I had a horrible nightmare last week. I dreamed that my novel was released with a cover featuring a blonde bimbo with fake tits sandwiched between two rambo clones. I could see it so clearly, in all its revoltingly literal, misleading, exploitative glory. The scrolled, wedding-invite font was the last straw. I broke through into consciousness in a pool of sweat, fighting for air, heart racing, with that nauseating sense of incipient doom. And if you think I’m being neurotic, lemme tell ya – it wasn’t fantasy, it was a flashback.
There are very few publishers who will even entertain the notion of including an author’s approval of the cover in a publishing contract. I say ‘very few’ because I don’t know of any, but I’m sure some do exist. But unless you are a massive best-selling author, chances are, it’s not going to happen.
Maybe, because I was a graphic designer at one point, I am more bothered by this than most people. I should just be grateful to get published at all. And yet, I’ve designed my fair share of book covers for other authors, and I know that I’m not the only writer who dreads having the spirit of their work utterly misrepresented by an image that encapsulates nothing but the most literal scene in their story.
Personally, I am a proponent of metaphor and mood when it comes to covers. What I mean by this is that the cover should NOT interpret the work, or close off the meaning of the work for the reader. I have been terribly put off from buying a book because the heroine on the front cover is physically someone I can’t relate to. I just won’t buy the book. And it’s silly, isn’t it? Because the actual novel might be magnificent, but the cover has already solidified the character for me, and I can’t move past it.
Covers should catch the prevailing overall mood of a book. They should trigger questions in the reader, which the text answers. Let me give you an example of three really spectacular book covers:
I don’t care what you think of the book, this is a brilliant cover. It doesn’t visualize the story, it visualizes the theme in metaphor. It utilizes a tremendously powerful semiotic image of the apple. We are offered the invitation to taste the fruit of knowledge, dangerous knowledge that will imperil innocence. Also, note the trouble taken on the typography – it went on to identify the whole brand. | All Water’s books have great covers. This one is no different. It situates the story in the past. And it tells us it is a story of women. There is the implication of hard times and struggle. Again, it doesn’t tell you about the story at all. It simply visualizes theme and a mood that prevails through the novel. The choice of font on the title is perfect for the time in which the story is set. As readers, this is an invitation, not a synopsis. | Put your feelings of this book aside. The cover is brilliant.The chill of the blue is in direct contrast to the content of the novel. It sets up an immediate dichotomy. It invites the reader to wonder who the tie belongs to. It uses the image of the tie as a metaphor for economic success, but also social constraint and hints, very subtly, at other, more sexual forms of constraint. |
You’ll notice that all these books have objects as their dominant focus, not people. Even the Twilight cover, which has a set of hands cupping the apple, uses the line of the arms as ‘continuance‘ to draw the eye to the apple nestled in the palms. These are effective covers because they DON’T attempt to TELL the story, but to invite the reader into the storyspace. There are no humans for you to either feel you can relate to, or worse, feel alienated from. And this is one of the major problems with a great number of erotic romance covers. Perfect, pretty girls. Fuck, I hate them. And sadly, this has become so much the ubiquitous format for erotic romance, that you only have to glance very quickly at the cover to receive the message of what the book probably contains. Another formulaic story. The sad thing is, many of the stories may NOT be formulaic. They may be brilliant novels, but their cover typifies and calls to mind the very worst assumptions about the genre.

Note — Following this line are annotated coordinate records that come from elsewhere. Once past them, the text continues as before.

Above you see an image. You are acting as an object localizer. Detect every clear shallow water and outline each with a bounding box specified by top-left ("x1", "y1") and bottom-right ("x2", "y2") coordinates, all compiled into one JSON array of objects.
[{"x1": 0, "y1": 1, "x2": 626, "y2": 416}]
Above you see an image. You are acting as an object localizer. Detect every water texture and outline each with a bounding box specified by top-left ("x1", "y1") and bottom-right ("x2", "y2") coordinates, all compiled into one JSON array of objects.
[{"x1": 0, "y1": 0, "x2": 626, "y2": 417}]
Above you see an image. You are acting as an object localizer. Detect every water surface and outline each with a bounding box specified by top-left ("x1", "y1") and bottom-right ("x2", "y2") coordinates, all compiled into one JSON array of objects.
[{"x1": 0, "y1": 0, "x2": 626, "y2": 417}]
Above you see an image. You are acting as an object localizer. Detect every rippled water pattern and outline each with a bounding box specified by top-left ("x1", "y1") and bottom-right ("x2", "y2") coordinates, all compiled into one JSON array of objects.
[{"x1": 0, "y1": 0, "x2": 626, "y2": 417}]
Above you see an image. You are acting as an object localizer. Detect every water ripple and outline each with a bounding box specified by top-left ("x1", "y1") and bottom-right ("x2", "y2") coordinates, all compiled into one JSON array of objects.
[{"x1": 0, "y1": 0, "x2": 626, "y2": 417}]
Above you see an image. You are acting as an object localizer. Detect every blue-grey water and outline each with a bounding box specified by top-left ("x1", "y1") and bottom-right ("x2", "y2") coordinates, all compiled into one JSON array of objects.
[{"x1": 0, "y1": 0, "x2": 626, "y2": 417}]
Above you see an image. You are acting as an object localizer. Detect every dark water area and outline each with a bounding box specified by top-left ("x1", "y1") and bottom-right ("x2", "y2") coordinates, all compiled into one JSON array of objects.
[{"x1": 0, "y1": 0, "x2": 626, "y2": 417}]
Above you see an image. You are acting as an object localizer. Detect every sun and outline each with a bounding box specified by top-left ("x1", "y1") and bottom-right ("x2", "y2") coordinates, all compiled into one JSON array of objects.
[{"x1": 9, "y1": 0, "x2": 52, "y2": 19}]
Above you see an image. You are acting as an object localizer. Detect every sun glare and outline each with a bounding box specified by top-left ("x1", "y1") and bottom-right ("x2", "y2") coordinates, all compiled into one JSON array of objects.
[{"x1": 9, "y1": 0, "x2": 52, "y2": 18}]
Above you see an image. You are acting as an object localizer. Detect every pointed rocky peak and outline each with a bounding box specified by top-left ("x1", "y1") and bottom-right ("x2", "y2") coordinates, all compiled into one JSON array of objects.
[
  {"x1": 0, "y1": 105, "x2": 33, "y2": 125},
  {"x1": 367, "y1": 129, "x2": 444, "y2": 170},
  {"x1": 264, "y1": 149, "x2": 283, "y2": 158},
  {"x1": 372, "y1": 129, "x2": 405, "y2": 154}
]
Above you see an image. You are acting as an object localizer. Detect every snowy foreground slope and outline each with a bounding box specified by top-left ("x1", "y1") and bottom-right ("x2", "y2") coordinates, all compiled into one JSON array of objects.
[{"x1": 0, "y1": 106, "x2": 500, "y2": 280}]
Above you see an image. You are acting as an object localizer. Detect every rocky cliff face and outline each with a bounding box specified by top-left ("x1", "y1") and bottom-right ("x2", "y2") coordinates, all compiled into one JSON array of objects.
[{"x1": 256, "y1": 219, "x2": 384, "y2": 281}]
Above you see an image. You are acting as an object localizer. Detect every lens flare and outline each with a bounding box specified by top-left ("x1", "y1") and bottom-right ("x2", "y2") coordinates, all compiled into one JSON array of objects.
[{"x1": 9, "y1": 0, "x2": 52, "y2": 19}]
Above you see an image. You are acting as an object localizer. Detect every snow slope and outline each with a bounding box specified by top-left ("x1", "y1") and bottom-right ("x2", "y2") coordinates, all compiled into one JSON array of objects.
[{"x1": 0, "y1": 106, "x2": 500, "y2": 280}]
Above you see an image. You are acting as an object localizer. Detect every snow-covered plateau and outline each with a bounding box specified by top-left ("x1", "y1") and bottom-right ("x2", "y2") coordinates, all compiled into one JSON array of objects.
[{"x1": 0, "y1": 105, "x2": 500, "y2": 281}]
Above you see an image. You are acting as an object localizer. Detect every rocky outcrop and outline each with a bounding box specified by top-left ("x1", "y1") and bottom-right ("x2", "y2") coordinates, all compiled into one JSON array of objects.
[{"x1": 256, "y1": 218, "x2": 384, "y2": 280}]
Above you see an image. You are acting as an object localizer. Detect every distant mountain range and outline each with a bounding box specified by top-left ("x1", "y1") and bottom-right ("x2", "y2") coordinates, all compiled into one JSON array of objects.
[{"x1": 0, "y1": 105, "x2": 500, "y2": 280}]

Here’s another set of three, from very successful novels. Just in case you thought I only liked black backgrounds.
Julian Barnes’ The Sense of an Ending is not really about endings but the process of them. And the cover is a beautifully metaphoric visualization of this. Dandelions lose themselves in a last hopeful gust before their own ends. The seeds scatter chaotically. The type is tentative and eroded, and the the right hand side appears to be curling into darkness, into the past. It captures the mood of the novel perfectly. Yet gives away nothing. | Cronin’s cover works both as metaphor and as setting. It is the story of a journey through an imagined world. The colours and imagery invite the reader into this new, post-apocalyptic landscape. But it also illustrates the ‘forest from the trees’ adage, which is very relevant to the story’s theme. | We have a fire-red cover to accord with the title. The strands of long blonde hair imply a woman in the story, but also the tangles and twists of the plot.Again, the typography is a homage to post-modernist designers like David Carson and Neville Brody, who believed that slightly illegible text did a better job at engaging the reader, who invests time with the image to decipher it. |
I think it is time to stop treating readers like 5-year olds, who need to see exactly what is in the box. A cover should be eye-catching, engaging, and prompt questions, not give answers.
It’s a fucking book cover, not a spoiler.
Now, let’s see how much of a hissy fit I can pull to get something decent for my novel.